The document should contain the summary header. This header should contain the most up-to-date situation, including the agreed facts. Summary should be kept short and refer to other parts of the document for further details. Any new person joining the call or enquiring about the progress will get up to speed quickly without needing to interrupt any ongoing conversations.

The document should have a timeline of the events.

Having a timeline written while the incident is being resolved will make it easier to understand what is the general trend of the situation, e.g. the changes being made are making the situation better, so this should be continued. Having this section will mean that there is no need for writing a new root cause analysis document.

The document should have an Async questions section.

This section serves as a reminder to anyone involved in the call when there is another conversation running. Ideas pop up randomly but the idea might not have the direct relation to the current conversation. By writing it down in this section, it is easy to get back to it when the time is more suitable.
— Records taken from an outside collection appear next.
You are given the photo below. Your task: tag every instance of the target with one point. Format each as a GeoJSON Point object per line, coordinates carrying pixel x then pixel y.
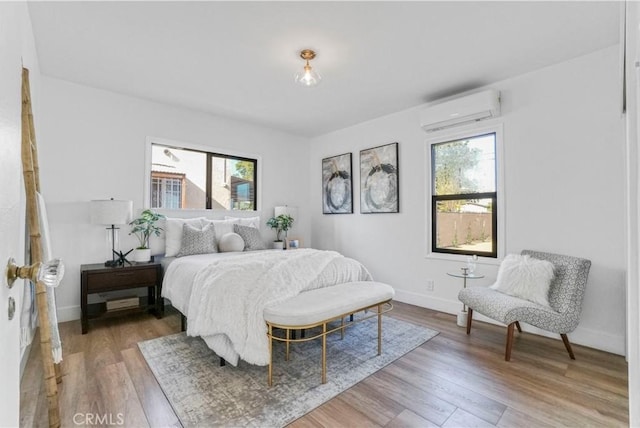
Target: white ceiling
{"type": "Point", "coordinates": [237, 59]}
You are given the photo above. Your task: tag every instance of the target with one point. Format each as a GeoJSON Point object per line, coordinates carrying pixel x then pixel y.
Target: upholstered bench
{"type": "Point", "coordinates": [317, 308]}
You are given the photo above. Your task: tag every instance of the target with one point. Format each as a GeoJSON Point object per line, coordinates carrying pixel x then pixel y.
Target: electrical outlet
{"type": "Point", "coordinates": [429, 284]}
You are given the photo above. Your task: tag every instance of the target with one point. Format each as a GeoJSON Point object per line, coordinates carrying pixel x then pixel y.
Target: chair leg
{"type": "Point", "coordinates": [507, 352]}
{"type": "Point", "coordinates": [518, 326]}
{"type": "Point", "coordinates": [567, 345]}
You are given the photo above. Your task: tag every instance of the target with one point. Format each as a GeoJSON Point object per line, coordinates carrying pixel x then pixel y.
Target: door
{"type": "Point", "coordinates": [11, 210]}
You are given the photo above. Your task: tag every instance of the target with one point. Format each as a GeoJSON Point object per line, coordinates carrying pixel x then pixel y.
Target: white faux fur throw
{"type": "Point", "coordinates": [229, 296]}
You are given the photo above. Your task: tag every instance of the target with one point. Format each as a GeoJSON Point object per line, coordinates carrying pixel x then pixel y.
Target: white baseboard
{"type": "Point", "coordinates": [69, 313]}
{"type": "Point", "coordinates": [596, 339]}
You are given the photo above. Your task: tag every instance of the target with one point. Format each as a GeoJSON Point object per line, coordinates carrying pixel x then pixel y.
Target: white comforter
{"type": "Point", "coordinates": [228, 294]}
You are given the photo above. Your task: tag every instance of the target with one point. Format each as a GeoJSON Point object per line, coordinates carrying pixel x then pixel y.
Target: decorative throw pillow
{"type": "Point", "coordinates": [173, 233]}
{"type": "Point", "coordinates": [197, 241]}
{"type": "Point", "coordinates": [251, 237]}
{"type": "Point", "coordinates": [222, 226]}
{"type": "Point", "coordinates": [525, 277]}
{"type": "Point", "coordinates": [246, 221]}
{"type": "Point", "coordinates": [230, 242]}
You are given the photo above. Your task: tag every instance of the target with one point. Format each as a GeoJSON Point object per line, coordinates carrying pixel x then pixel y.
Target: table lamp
{"type": "Point", "coordinates": [111, 212]}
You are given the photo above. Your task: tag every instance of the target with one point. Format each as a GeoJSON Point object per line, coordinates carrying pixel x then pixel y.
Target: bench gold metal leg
{"type": "Point", "coordinates": [270, 371]}
{"type": "Point", "coordinates": [379, 329]}
{"type": "Point", "coordinates": [286, 354]}
{"type": "Point", "coordinates": [324, 353]}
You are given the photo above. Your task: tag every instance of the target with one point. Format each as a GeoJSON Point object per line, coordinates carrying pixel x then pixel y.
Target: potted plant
{"type": "Point", "coordinates": [281, 223]}
{"type": "Point", "coordinates": [143, 227]}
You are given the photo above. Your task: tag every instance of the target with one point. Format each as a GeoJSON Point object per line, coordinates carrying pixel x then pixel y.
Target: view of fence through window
{"type": "Point", "coordinates": [464, 196]}
{"type": "Point", "coordinates": [191, 179]}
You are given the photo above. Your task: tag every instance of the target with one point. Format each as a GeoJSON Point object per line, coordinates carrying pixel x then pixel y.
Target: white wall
{"type": "Point", "coordinates": [633, 221]}
{"type": "Point", "coordinates": [564, 183]}
{"type": "Point", "coordinates": [17, 49]}
{"type": "Point", "coordinates": [92, 146]}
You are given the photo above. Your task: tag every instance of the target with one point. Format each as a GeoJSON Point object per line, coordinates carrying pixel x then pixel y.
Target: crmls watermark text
{"type": "Point", "coordinates": [97, 419]}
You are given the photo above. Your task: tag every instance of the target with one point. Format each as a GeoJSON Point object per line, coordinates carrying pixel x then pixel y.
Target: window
{"type": "Point", "coordinates": [464, 197]}
{"type": "Point", "coordinates": [183, 178]}
{"type": "Point", "coordinates": [166, 190]}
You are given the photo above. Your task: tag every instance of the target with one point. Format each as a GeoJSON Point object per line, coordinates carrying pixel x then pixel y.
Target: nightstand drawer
{"type": "Point", "coordinates": [125, 279]}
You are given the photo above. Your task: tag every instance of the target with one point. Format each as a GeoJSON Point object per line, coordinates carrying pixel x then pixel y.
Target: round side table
{"type": "Point", "coordinates": [462, 316]}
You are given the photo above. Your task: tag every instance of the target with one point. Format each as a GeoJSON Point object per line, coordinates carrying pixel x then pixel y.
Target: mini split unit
{"type": "Point", "coordinates": [461, 111]}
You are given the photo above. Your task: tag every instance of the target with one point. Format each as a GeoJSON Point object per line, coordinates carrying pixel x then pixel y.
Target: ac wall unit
{"type": "Point", "coordinates": [460, 111]}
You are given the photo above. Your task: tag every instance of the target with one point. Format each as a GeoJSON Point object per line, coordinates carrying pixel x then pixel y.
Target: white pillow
{"type": "Point", "coordinates": [222, 227]}
{"type": "Point", "coordinates": [197, 241]}
{"type": "Point", "coordinates": [230, 242]}
{"type": "Point", "coordinates": [246, 221]}
{"type": "Point", "coordinates": [525, 277]}
{"type": "Point", "coordinates": [173, 233]}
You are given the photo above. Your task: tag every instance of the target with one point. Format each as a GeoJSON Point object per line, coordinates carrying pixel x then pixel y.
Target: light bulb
{"type": "Point", "coordinates": [308, 77]}
{"type": "Point", "coordinates": [51, 272]}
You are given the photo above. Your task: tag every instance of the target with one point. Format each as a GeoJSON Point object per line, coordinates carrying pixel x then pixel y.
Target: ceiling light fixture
{"type": "Point", "coordinates": [308, 77]}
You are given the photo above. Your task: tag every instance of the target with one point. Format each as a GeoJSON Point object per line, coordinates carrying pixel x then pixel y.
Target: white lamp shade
{"type": "Point", "coordinates": [110, 211]}
{"type": "Point", "coordinates": [287, 210]}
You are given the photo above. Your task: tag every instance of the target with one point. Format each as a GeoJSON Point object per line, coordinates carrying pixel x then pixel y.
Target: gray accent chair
{"type": "Point", "coordinates": [566, 293]}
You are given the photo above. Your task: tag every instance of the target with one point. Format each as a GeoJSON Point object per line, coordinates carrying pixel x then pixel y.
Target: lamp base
{"type": "Point", "coordinates": [119, 261]}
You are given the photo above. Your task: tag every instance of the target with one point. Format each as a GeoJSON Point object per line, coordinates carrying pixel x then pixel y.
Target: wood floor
{"type": "Point", "coordinates": [453, 380]}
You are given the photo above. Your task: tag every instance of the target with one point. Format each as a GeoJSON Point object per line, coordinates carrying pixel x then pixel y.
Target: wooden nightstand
{"type": "Point", "coordinates": [96, 278]}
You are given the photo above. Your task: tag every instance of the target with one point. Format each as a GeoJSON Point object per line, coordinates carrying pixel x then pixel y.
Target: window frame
{"type": "Point", "coordinates": [209, 150]}
{"type": "Point", "coordinates": [460, 133]}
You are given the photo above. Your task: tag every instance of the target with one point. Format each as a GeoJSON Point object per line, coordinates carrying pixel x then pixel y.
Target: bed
{"type": "Point", "coordinates": [223, 294]}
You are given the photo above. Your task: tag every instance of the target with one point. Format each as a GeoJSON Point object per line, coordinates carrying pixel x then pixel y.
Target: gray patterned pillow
{"type": "Point", "coordinates": [197, 241]}
{"type": "Point", "coordinates": [251, 236]}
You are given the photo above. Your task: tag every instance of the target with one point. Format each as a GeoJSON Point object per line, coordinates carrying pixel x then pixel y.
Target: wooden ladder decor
{"type": "Point", "coordinates": [31, 173]}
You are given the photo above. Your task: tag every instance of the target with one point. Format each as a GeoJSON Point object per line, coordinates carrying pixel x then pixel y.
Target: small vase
{"type": "Point", "coordinates": [462, 318]}
{"type": "Point", "coordinates": [141, 255]}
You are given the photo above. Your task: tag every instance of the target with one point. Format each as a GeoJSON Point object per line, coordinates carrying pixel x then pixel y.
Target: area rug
{"type": "Point", "coordinates": [203, 394]}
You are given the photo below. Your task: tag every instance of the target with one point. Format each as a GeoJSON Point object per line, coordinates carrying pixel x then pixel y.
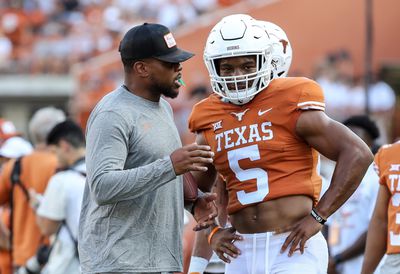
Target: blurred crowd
{"type": "Point", "coordinates": [48, 36]}
{"type": "Point", "coordinates": [345, 93]}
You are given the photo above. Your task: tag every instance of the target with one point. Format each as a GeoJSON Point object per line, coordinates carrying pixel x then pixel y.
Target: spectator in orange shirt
{"type": "Point", "coordinates": [36, 170]}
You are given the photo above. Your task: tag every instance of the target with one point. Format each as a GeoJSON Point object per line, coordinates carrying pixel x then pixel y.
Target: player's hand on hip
{"type": "Point", "coordinates": [222, 242]}
{"type": "Point", "coordinates": [300, 233]}
{"type": "Point", "coordinates": [205, 211]}
{"type": "Point", "coordinates": [192, 157]}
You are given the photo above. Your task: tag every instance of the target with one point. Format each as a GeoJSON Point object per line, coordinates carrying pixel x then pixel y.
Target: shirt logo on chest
{"type": "Point", "coordinates": [217, 125]}
{"type": "Point", "coordinates": [240, 115]}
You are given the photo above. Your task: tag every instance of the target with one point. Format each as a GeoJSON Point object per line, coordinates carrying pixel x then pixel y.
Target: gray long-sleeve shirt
{"type": "Point", "coordinates": [132, 210]}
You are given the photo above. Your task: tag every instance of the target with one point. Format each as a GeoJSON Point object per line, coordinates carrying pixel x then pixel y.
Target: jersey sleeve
{"type": "Point", "coordinates": [311, 97]}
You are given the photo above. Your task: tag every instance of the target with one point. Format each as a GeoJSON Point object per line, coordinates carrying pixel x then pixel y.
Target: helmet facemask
{"type": "Point", "coordinates": [241, 89]}
{"type": "Point", "coordinates": [235, 36]}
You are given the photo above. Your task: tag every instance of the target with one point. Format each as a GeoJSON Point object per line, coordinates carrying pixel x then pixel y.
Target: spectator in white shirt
{"type": "Point", "coordinates": [59, 209]}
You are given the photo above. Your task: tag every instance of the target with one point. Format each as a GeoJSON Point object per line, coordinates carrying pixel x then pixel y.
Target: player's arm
{"type": "Point", "coordinates": [339, 144]}
{"type": "Point", "coordinates": [377, 232]}
{"type": "Point", "coordinates": [353, 157]}
{"type": "Point", "coordinates": [202, 251]}
{"type": "Point", "coordinates": [205, 179]}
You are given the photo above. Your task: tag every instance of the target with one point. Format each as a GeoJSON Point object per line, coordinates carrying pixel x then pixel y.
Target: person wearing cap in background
{"type": "Point", "coordinates": [132, 212]}
{"type": "Point", "coordinates": [36, 168]}
{"type": "Point", "coordinates": [12, 146]}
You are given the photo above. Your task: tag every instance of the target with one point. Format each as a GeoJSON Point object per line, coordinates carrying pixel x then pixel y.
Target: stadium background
{"type": "Point", "coordinates": [40, 66]}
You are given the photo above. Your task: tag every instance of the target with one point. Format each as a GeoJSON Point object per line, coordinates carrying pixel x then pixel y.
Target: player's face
{"type": "Point", "coordinates": [236, 67]}
{"type": "Point", "coordinates": [164, 78]}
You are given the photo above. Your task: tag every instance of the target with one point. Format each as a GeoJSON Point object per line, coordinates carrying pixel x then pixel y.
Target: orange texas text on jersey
{"type": "Point", "coordinates": [387, 163]}
{"type": "Point", "coordinates": [256, 146]}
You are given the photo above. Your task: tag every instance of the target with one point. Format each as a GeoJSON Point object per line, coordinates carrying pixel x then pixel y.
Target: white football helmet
{"type": "Point", "coordinates": [239, 35]}
{"type": "Point", "coordinates": [282, 51]}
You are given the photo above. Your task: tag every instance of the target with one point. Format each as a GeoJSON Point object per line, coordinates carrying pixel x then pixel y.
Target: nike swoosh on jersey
{"type": "Point", "coordinates": [260, 113]}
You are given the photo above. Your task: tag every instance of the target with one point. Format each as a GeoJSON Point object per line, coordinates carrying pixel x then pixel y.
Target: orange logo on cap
{"type": "Point", "coordinates": [169, 39]}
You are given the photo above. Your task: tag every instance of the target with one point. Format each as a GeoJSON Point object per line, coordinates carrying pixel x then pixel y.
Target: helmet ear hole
{"type": "Point", "coordinates": [281, 49]}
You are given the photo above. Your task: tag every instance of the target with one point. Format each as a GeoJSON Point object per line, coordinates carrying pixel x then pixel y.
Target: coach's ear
{"type": "Point", "coordinates": [141, 68]}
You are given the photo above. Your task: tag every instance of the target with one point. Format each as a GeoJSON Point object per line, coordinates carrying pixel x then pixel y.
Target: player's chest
{"type": "Point", "coordinates": [267, 127]}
Finally, when the issue is resolved, it is important to write down questions that will require a retrospective. Retrospective section should be updated both while the work is ongoing, but also at the end of the call as some questions might be answered during the course of the call. By writing the questions while the issue is “hot”, you can capture the knowledge while the task is ongoing. It will be much more challenging to remember the questions after the call is disbanded.

Example document

Below you can find the document example snippet:

Title: User projects not accessible

Meeting lead: John Doe


2018-01-01 01:00 UTC: Estimating that around 5 Million users can’t access their projects. This impacts both new and old users so the impact is rising.


2018-01-01 00:30 UTC User reported that they can’t access their project.
2018-01-01 00:45 UTC Confirmed that our projects are not accessible as well.
2018-01-01 00:55 UTC Run the script that queries all projects on the environment, none of them are accessible. Updated the Impact section.
2018-01-01 01:50 Projects are back


2018-01-01 00:30 UTC User reported that they can’t access their project.
2018-01-01 00:40 UTC Confirmed that our projects are not accessible as well.
2018-01-01 00:55 UTC Ran script:
find -all projects
It returned nil
2018-01-01 01:05 UTC The joker of the group asked if we ‘tried turning it on and off again’
2018-01-01 01:06 UTC Still no one is amused
2018-01-01 01:45 UTC Someone tried turning it on and off, things started working
2018-01-01 01:47 UTC Collective facepalm
2018-01-01 01:50 Projects are reachable again.
Async questions

Emily: Where are projects stored?
John: How did we not see this in our monitoring


Here we can put everything that is no longer relevant to the discussion.
Retrospective questions

How did we not see this in monitoring?